Hacker News new | ask | show | jobs
by nsthorat 3181 days ago
deeplearn.js author here...

We do not send any webcam / audio data back to a server, all of the computation is totally client side. The storage API requests are just downloading weights of a pretrained model.

We're thinking about releasing a blog post explaining the technical details of this project, would people be interested?

5 comments

Yes please! :)

And some quick questions:

What network topology do you use, and on what model is it based (e.g. "inception")?

What kind of data have you used to pretrain the model?

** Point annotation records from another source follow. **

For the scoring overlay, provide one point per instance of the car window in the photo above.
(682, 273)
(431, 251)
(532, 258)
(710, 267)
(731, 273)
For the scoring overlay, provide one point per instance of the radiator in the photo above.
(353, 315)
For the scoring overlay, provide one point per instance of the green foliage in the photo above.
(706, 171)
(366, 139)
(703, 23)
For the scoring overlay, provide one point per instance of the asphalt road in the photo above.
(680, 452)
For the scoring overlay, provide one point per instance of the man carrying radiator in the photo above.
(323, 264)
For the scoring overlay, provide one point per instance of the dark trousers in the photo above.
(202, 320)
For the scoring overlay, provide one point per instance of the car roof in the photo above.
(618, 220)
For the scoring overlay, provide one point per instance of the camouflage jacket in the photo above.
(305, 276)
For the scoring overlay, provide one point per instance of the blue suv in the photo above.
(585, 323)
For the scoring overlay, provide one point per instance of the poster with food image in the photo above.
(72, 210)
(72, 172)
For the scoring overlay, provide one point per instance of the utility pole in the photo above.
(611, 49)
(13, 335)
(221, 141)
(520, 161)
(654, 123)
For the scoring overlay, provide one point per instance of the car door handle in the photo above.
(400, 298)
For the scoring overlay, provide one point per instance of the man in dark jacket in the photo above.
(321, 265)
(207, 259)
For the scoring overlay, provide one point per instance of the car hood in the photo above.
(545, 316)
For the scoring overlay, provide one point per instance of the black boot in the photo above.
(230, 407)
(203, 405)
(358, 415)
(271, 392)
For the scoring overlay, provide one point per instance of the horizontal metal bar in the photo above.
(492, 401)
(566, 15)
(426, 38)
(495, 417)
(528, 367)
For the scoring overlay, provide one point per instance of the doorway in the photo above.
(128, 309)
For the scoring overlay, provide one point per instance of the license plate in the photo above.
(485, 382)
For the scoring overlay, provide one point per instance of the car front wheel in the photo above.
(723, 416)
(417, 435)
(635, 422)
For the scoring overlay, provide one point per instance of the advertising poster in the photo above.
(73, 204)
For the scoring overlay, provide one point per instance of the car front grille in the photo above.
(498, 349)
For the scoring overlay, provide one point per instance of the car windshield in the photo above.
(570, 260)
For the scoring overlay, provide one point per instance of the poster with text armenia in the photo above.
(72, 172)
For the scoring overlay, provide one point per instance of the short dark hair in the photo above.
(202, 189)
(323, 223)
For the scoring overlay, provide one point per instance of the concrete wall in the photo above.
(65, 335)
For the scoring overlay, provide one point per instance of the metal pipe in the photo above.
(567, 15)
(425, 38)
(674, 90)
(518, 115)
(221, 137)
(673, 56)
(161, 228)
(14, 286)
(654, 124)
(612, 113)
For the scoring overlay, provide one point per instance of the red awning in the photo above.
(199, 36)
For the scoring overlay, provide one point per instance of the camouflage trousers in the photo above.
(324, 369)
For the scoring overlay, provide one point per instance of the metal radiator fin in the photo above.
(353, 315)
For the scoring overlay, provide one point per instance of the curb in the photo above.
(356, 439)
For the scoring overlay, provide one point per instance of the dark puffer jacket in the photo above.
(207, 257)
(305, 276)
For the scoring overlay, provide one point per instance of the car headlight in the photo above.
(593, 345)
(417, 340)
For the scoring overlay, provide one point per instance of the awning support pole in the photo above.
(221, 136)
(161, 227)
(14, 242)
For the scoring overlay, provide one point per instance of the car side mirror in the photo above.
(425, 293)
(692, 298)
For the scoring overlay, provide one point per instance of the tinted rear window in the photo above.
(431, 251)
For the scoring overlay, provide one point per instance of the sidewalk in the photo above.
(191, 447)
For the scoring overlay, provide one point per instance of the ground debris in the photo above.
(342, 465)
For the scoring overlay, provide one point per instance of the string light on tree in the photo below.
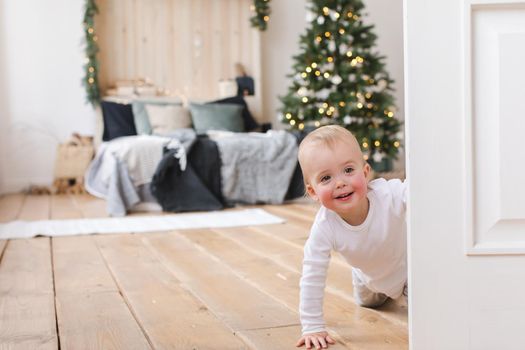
(345, 79)
(90, 80)
(261, 16)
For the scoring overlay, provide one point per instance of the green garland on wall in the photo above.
(90, 80)
(262, 14)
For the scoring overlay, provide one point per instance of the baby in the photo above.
(363, 221)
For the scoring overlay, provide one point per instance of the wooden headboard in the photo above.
(183, 46)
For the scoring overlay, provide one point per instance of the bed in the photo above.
(159, 154)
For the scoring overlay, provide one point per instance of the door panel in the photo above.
(465, 127)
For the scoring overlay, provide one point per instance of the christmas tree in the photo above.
(339, 79)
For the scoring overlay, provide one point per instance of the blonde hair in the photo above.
(327, 135)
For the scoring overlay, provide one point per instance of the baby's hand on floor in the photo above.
(319, 340)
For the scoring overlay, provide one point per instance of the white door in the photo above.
(465, 103)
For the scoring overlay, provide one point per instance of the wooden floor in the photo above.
(235, 288)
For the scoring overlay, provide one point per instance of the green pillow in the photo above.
(215, 116)
(140, 114)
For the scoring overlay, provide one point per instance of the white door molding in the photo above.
(494, 42)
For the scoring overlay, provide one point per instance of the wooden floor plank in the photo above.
(239, 304)
(10, 206)
(90, 310)
(63, 207)
(27, 306)
(90, 206)
(359, 326)
(171, 317)
(35, 208)
(269, 242)
(228, 288)
(279, 338)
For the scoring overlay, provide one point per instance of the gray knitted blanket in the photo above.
(256, 167)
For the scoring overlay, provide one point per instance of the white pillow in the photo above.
(165, 119)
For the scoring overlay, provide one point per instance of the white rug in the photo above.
(135, 224)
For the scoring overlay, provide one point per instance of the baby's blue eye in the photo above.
(325, 178)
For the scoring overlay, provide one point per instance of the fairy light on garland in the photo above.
(90, 80)
(262, 11)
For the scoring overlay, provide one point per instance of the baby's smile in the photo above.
(344, 196)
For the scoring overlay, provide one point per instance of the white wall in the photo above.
(42, 100)
(281, 41)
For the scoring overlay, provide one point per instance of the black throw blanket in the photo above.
(198, 187)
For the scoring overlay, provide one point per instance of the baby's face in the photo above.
(337, 176)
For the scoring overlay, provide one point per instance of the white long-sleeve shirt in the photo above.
(376, 250)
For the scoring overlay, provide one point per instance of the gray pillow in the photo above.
(214, 116)
(140, 114)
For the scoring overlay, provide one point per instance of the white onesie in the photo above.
(376, 250)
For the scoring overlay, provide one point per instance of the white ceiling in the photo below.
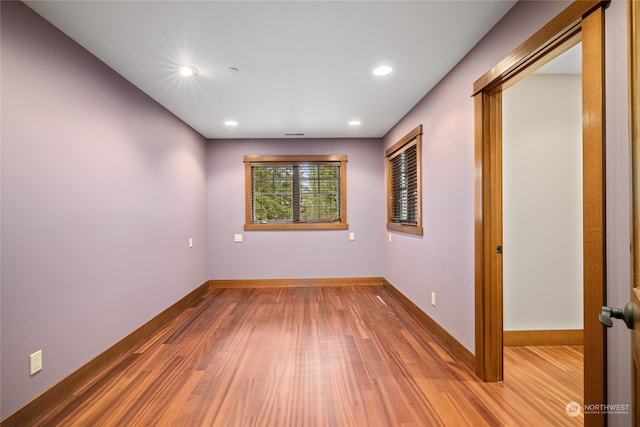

We're using SqueezeNet (https://github.com/DeepScale/SqueezeNet), which is similar to Inception (trained on the same ImageNet dataset) but is much smaller - 5MB instead of inception's 100MB - and inference is much much quicker.

The application takes webcam frames and infers through SqueezeNet, producing a 1000D logits vector for each frame. These can be thought of as unnormalized probabilities for each of ImageNet's 1000 classes.

During the collection phase, we collect these vectors for each class in browser memory, and during inference we pass the frame through SqueezeNet and do k-nearest neighbors to find the class with the most similar logits vector. KNN is quick because we vectorize it as one large matrix multiplication.

I'll go deeper in a blog post soon :)

So you're doing nearest neighbour search on the images features from the CNN. This is alluded to in Figure 4 of the DeCaf paper: https://twitter.com/eggie5/status/907120374575505408
alexnet paper not decaf paper!
Interesting!

I'm curious why you've used a different classification algorithm on top of a neural network. I would expect that a neural network on top of a pretrained network could give similar results, with the benefit of simpler code. Is performance the reason?

Anyway, I'm looking forward to your blog post.

Training a neural network on top would require a "proper" training phase, and finding the right hyperparameters that work everywhere turned out to be tricky. Actually, this is what we did originally, in the blog post we'll try to show demos of each of the approaches and explain why they don't work.

KNN also makes training "instant", and the code much much simpler.

That makes sense.

By the way, I think your software could become very popular on the Raspberry Pi, because it would be very cheap and fun to use it for all sorts of applications (e.g. home automation).

There's something fantastically entertaining about this. It's stupidly simple (from the outside) but interacting with the computer in such a different way is weirdly fun.

It's like when you turn on a camera and people can see themselves on a TV. A lot of people can't help but make faces at it.

Why does it not work in Edge? Please keep the web open, do not make stuff that does not work in a modern browser. Also always give an option to try it anyway.
A blog post on the technical details would be great, please. Thanks in advance, since I know it'll take a bit of your time to write.
To answer the question at last, yes, I am interested.